Zhelyazka loves rose-picking, and she comes every year.

It was difficult for them to pick vegetables in Greece however, because in the greenhouses it is boiling hot, about 50 degrees. They don’t complain though, they tell their stories with laughter. We are talking about children, about dealing with the coronavirus and about the time spent staying at home. They have three kids – Philip, Danka and Dafinka. The boy is the eldest, so he takes care of the little ones while they are alone at home.

Sevdo is from the village of Yagoda and everyone knows them. They are 9 children: 5 brothers and 4 sisters and Sevdo is the eldest. His father leaves them and his mother dies early. Sevdo remains head of the family in the age of 15. He says:

“As children, I took all my brothers and sisters to do rose-picking and told them: I will give each of you 5 bucks on top of your daily salary at the end of the working day. In this way, they are stimulated to work. They start picking immediately and go around like little turtles in rows, but you have to see how fast were their hands! They were great – a bag per hour. Today, all grown up, Sevdo is proud that everyone works and lives with dignity”.

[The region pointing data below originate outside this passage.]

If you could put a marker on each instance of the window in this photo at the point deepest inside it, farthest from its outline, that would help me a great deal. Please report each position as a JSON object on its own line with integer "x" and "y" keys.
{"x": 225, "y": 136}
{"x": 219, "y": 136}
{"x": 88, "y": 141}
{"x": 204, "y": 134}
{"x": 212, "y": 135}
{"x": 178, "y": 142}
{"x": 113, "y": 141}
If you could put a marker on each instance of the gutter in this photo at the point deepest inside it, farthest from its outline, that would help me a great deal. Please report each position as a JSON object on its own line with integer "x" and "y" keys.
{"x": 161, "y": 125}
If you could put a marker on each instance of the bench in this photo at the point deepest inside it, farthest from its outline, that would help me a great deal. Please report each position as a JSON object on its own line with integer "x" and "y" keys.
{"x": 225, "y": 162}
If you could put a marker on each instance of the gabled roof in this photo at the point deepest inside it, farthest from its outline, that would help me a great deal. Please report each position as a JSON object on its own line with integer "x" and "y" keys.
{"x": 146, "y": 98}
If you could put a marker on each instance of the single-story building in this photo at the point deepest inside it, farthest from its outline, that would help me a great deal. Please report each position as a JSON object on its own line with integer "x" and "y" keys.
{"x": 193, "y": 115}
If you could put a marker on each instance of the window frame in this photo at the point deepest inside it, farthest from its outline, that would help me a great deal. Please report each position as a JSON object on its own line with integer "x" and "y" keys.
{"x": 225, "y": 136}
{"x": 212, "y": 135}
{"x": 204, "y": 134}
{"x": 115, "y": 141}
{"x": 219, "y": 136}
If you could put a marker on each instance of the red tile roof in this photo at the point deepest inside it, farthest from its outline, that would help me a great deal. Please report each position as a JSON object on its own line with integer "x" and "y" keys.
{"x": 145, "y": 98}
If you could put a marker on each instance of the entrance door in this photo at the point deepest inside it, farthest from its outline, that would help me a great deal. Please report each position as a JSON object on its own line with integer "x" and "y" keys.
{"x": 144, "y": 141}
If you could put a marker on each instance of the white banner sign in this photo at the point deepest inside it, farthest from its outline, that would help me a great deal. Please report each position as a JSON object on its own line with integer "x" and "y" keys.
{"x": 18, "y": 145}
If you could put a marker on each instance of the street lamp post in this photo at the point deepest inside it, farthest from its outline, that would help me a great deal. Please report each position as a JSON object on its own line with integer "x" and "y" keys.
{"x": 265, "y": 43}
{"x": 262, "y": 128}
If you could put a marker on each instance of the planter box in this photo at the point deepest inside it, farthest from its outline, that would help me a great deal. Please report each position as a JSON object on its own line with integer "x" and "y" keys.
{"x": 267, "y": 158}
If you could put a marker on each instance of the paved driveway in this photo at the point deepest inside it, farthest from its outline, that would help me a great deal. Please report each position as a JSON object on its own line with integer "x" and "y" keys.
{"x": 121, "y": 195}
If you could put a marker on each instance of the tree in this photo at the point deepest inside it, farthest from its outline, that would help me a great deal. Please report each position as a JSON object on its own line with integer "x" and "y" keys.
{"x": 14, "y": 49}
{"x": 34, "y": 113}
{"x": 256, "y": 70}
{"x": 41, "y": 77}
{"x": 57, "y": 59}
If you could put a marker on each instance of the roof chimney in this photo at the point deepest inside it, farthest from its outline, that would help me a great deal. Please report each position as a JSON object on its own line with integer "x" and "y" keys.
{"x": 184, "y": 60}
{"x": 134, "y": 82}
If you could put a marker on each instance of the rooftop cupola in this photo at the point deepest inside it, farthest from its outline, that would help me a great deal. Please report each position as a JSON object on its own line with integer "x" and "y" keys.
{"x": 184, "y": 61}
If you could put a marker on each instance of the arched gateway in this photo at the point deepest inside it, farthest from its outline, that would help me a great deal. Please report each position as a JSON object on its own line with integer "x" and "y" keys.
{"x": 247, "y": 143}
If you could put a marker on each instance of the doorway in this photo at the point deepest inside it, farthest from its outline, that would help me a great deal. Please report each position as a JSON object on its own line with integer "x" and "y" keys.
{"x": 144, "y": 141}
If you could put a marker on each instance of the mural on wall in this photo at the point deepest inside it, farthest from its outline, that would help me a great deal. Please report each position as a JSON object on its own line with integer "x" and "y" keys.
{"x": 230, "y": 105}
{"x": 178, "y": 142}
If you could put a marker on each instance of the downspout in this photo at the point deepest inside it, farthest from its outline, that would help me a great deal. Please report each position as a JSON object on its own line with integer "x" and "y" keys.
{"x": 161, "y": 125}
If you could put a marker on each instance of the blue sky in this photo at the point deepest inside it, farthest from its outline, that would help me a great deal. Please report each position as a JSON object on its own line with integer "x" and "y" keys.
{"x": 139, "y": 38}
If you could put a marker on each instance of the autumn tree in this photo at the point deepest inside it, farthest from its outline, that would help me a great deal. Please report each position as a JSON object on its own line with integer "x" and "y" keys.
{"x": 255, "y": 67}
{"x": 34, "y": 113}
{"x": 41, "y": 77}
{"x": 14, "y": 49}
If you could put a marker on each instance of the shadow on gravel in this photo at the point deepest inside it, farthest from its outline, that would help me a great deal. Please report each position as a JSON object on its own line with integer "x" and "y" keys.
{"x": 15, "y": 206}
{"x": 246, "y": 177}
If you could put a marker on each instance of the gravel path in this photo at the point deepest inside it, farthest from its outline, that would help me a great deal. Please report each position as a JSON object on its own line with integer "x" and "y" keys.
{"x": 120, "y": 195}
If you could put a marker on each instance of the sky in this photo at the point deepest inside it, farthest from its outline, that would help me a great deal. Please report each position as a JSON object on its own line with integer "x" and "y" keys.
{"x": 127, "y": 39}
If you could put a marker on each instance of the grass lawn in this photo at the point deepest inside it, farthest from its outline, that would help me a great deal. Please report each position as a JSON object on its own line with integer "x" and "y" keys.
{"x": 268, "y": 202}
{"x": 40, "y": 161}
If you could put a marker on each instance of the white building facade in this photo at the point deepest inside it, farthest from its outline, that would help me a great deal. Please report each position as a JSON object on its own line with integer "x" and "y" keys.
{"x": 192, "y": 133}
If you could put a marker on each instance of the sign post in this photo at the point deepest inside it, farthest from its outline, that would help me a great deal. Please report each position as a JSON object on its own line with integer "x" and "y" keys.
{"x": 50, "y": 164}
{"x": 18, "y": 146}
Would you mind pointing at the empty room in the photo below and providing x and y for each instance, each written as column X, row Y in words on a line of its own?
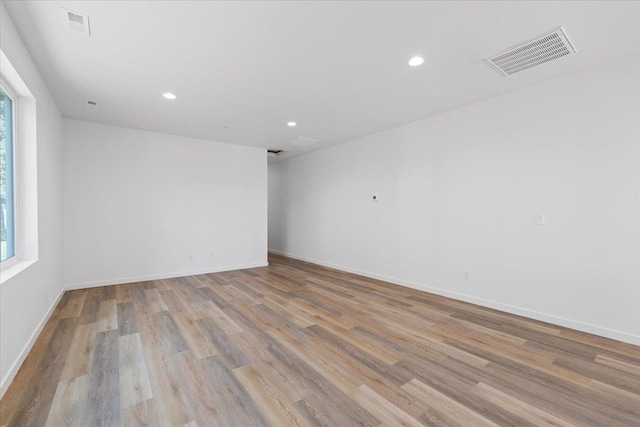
column 319, row 213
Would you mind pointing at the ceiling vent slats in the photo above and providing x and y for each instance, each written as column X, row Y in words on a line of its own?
column 547, row 47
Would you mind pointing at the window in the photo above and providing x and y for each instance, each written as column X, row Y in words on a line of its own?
column 7, row 182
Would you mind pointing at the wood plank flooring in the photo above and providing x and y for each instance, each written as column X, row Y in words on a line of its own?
column 302, row 345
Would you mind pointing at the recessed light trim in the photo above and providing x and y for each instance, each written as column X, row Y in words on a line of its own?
column 416, row 60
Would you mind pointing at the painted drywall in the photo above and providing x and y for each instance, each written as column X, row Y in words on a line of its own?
column 142, row 205
column 26, row 298
column 460, row 192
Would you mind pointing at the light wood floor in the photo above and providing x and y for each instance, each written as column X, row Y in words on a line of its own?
column 298, row 344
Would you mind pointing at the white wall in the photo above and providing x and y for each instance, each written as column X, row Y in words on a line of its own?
column 460, row 192
column 141, row 205
column 26, row 298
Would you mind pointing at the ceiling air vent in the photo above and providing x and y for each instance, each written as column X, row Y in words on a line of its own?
column 76, row 22
column 275, row 153
column 302, row 141
column 547, row 47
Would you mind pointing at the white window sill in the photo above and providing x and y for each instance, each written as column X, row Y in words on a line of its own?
column 7, row 273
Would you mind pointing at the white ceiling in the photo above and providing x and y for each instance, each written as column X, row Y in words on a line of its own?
column 339, row 69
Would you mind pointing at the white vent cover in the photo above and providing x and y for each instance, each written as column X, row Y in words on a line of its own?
column 302, row 141
column 547, row 47
column 76, row 22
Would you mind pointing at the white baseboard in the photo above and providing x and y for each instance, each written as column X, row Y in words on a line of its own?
column 123, row 280
column 6, row 381
column 560, row 321
column 8, row 378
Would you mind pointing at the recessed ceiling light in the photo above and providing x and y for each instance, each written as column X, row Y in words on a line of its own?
column 415, row 61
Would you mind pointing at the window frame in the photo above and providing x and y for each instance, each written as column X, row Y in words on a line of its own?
column 11, row 94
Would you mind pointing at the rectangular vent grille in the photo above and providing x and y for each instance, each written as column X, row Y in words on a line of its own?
column 544, row 48
column 76, row 22
column 274, row 153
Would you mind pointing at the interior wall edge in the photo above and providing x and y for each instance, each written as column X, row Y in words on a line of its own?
column 125, row 280
column 8, row 378
column 519, row 311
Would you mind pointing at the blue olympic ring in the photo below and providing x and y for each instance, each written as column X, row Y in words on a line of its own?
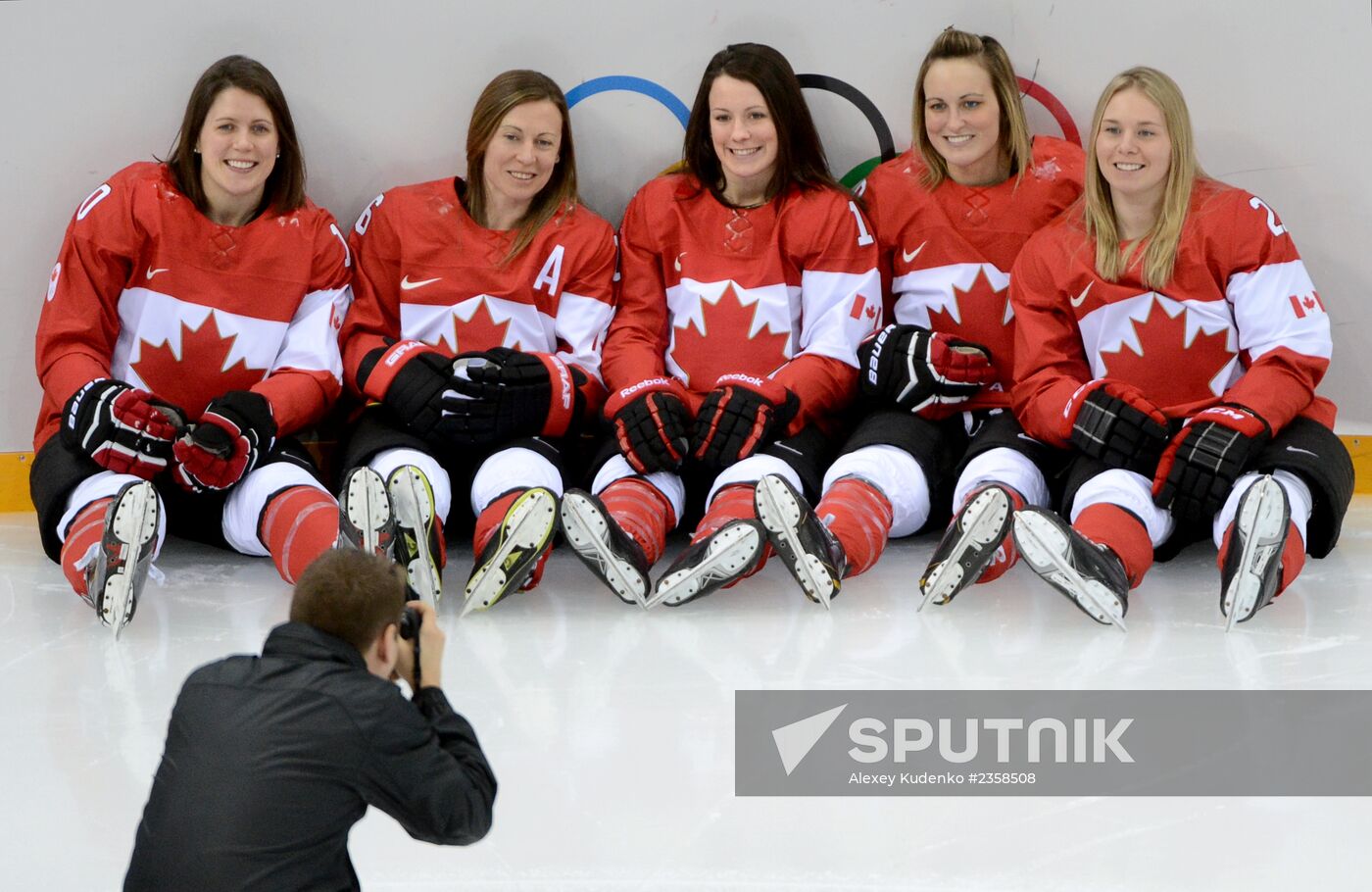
column 633, row 85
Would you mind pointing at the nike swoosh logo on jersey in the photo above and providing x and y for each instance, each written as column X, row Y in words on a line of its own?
column 909, row 256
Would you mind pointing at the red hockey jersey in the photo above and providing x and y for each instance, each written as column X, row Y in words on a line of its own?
column 1241, row 320
column 946, row 256
column 150, row 291
column 425, row 271
column 786, row 290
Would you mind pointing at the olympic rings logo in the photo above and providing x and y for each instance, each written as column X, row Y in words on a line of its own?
column 885, row 144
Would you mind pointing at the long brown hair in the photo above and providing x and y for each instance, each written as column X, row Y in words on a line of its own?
column 1159, row 256
column 985, row 51
column 284, row 188
column 800, row 155
column 501, row 95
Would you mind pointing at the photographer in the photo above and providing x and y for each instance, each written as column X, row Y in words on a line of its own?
column 270, row 761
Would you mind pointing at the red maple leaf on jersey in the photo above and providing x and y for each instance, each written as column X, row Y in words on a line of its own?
column 723, row 345
column 201, row 373
column 480, row 331
column 983, row 312
column 1169, row 371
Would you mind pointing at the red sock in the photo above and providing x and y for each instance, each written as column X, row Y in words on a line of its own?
column 642, row 512
column 859, row 517
column 1005, row 553
column 84, row 531
column 1122, row 534
column 490, row 520
column 731, row 503
column 298, row 524
column 1293, row 556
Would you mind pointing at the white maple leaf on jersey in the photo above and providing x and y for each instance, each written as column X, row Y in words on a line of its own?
column 1114, row 326
column 925, row 291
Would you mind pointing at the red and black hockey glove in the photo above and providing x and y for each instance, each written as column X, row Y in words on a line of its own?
column 503, row 394
column 125, row 429
column 738, row 416
column 919, row 370
column 651, row 424
column 226, row 442
column 409, row 379
column 1200, row 464
column 1115, row 422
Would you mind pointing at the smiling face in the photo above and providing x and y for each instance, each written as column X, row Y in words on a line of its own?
column 237, row 147
column 744, row 134
column 520, row 160
column 962, row 120
column 1134, row 148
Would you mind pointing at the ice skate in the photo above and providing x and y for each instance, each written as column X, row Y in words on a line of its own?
column 1087, row 572
column 1251, row 570
column 969, row 545
column 514, row 551
column 803, row 542
column 722, row 558
column 120, row 567
column 367, row 520
column 416, row 532
column 607, row 551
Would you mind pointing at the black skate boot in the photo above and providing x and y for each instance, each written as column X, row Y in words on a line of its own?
column 416, row 532
column 800, row 538
column 1251, row 570
column 967, row 545
column 607, row 551
column 1088, row 573
column 510, row 556
column 722, row 558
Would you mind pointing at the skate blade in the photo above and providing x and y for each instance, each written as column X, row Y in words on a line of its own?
column 1265, row 517
column 586, row 530
column 779, row 515
column 414, row 504
column 726, row 555
column 134, row 524
column 1036, row 538
column 530, row 525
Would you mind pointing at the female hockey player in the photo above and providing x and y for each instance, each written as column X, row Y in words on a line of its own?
column 510, row 271
column 748, row 281
column 191, row 325
column 951, row 216
column 1170, row 335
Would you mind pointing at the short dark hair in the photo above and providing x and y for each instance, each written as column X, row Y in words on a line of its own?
column 285, row 185
column 350, row 594
column 800, row 155
column 504, row 93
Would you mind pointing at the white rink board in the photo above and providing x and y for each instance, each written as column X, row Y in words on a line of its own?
column 381, row 95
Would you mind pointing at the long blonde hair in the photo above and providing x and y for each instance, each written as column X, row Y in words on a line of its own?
column 1159, row 256
column 501, row 95
column 985, row 51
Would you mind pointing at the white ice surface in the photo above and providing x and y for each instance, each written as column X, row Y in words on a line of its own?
column 611, row 730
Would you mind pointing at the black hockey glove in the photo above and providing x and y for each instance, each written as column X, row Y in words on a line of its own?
column 503, row 394
column 1115, row 422
column 651, row 424
column 1200, row 464
column 226, row 442
column 125, row 429
column 409, row 379
column 738, row 416
column 922, row 371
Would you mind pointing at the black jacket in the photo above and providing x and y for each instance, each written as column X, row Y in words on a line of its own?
column 270, row 761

Everyone works and lives with dignity.

Zhelyazka shows her hands – she was stung by several bees the day before. They hide in the flowers and sometimes fail to take off in time. The bees get angry with the pickers and sting their hands. I ask her if it hurts, she laughs and answers that she is used to it, moreover, it was good for the health.

Zheliazka’s hands, swollen by the bee’s stings.

Noon is approaching, the picking is over, and it’s time for us to return to Sofia. On departure we meet Rose.

“A rose that picks roses!” We exclaim in a chorus. Yes, she says proudly, and insists we take a picture of her. Well, how can we refuse?

Rose and the roses.

Everyone takes with him a different memory – a story, a beautiful view. We tell ourselves that we will come back soon in this magical valley and its magical people.